Fair play!" he yelled, as he saw young Nagle about to strike Lime from
behind.
His cry startled Lime, and with a sudden leap he dealt Steve a terrible
blow full in the face, and as he went reeling back made another leaping
lunge and struck him to the ground--a motion that seemed impossible to
one of his bulk. But as he did so one of the crowd tripped him and sent
him rolling upon the prostrate Steve, whose friends leaped like a pack
of snarling wolves upon Lime's back. There came into the giant's heart a
terrible, blind, desperate resolution. With a hoarse, inarticulate cry
he gathered himself for one supreme effort and rose from the heap like a
bear shaking off a pack of dogs; and holding the stunned and nerveless
Steve in his great hands, with one swift, incredible effort literally
swept his opponent's body in the faces of the infuriated men rushing
down upon him.
"Come on, you red hellions!" he shouted, in a voice like a lion at bay.
The light streamed on his bared head, his hands were clinched, his chest
heaved in great gasps.

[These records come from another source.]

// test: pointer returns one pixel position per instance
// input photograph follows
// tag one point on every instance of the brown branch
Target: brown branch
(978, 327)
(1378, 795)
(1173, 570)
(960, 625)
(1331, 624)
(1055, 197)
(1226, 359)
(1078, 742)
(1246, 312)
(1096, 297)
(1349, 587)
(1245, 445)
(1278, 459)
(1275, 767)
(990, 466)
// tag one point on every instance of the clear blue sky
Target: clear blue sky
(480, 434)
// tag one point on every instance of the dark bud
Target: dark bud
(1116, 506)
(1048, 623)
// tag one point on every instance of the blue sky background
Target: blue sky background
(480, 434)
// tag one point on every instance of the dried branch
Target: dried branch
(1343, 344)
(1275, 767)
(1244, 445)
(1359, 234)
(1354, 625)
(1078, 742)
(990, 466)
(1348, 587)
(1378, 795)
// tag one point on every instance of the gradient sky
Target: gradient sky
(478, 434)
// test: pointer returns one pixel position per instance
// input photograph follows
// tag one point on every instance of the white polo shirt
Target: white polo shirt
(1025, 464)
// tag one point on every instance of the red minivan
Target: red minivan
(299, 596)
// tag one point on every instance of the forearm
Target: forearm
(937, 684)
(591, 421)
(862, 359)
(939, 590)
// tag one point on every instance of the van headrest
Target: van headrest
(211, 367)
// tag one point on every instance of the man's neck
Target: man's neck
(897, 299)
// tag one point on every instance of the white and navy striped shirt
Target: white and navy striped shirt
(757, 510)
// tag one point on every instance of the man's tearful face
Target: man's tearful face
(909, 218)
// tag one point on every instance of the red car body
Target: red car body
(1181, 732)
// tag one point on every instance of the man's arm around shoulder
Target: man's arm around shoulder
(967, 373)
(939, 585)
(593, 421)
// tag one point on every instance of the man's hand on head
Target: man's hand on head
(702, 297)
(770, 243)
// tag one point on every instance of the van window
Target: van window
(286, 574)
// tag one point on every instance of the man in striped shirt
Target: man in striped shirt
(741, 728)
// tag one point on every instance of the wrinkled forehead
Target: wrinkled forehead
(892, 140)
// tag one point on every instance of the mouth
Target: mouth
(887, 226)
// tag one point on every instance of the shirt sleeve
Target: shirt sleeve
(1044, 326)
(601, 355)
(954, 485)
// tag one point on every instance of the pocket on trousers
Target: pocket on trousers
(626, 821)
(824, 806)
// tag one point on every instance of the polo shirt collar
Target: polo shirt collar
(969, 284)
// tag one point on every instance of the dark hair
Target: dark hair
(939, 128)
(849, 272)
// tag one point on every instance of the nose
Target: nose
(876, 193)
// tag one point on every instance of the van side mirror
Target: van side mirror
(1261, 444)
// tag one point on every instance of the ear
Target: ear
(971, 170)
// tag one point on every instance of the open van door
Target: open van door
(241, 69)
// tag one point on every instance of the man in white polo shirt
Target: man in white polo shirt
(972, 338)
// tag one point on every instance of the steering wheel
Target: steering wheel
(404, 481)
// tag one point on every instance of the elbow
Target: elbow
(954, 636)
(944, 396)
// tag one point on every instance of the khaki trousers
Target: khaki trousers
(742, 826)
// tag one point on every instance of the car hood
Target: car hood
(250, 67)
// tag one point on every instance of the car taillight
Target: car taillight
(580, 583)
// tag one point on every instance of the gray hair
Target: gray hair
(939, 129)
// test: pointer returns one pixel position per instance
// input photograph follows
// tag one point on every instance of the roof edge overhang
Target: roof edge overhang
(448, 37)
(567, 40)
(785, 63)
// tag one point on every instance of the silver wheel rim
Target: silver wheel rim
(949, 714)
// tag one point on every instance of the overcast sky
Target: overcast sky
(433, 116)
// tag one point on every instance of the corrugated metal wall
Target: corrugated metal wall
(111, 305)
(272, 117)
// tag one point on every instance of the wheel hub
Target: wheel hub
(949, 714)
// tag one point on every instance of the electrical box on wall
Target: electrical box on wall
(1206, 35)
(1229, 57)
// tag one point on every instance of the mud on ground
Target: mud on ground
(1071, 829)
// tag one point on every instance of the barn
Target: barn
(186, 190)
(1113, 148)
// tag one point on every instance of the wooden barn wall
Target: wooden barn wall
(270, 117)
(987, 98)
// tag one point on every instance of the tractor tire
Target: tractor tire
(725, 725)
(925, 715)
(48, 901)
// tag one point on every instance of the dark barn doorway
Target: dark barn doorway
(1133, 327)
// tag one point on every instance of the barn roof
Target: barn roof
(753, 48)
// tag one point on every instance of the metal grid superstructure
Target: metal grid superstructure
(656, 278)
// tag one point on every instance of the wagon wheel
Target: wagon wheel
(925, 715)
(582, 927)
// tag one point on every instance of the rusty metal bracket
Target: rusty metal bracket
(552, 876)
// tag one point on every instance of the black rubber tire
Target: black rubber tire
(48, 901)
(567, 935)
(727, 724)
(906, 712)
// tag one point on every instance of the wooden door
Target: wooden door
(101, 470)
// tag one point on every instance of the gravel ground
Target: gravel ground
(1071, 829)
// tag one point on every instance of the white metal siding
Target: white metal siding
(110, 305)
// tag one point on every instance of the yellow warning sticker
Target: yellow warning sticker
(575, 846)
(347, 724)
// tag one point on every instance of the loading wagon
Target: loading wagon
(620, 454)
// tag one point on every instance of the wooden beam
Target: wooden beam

There was no movement. The crowd waited with
their hands lowered; before such a man they could not stand for a
moment. They could not meet the blaze of his eyes. For a moment it
seemed as if no one breathed.
In the silence that followed, Bill, who had kept gut of sight up to this
moment, piped out in a high, weak falsetto, with a comically
questioning accent: "All quiet along the Potomac, boys?"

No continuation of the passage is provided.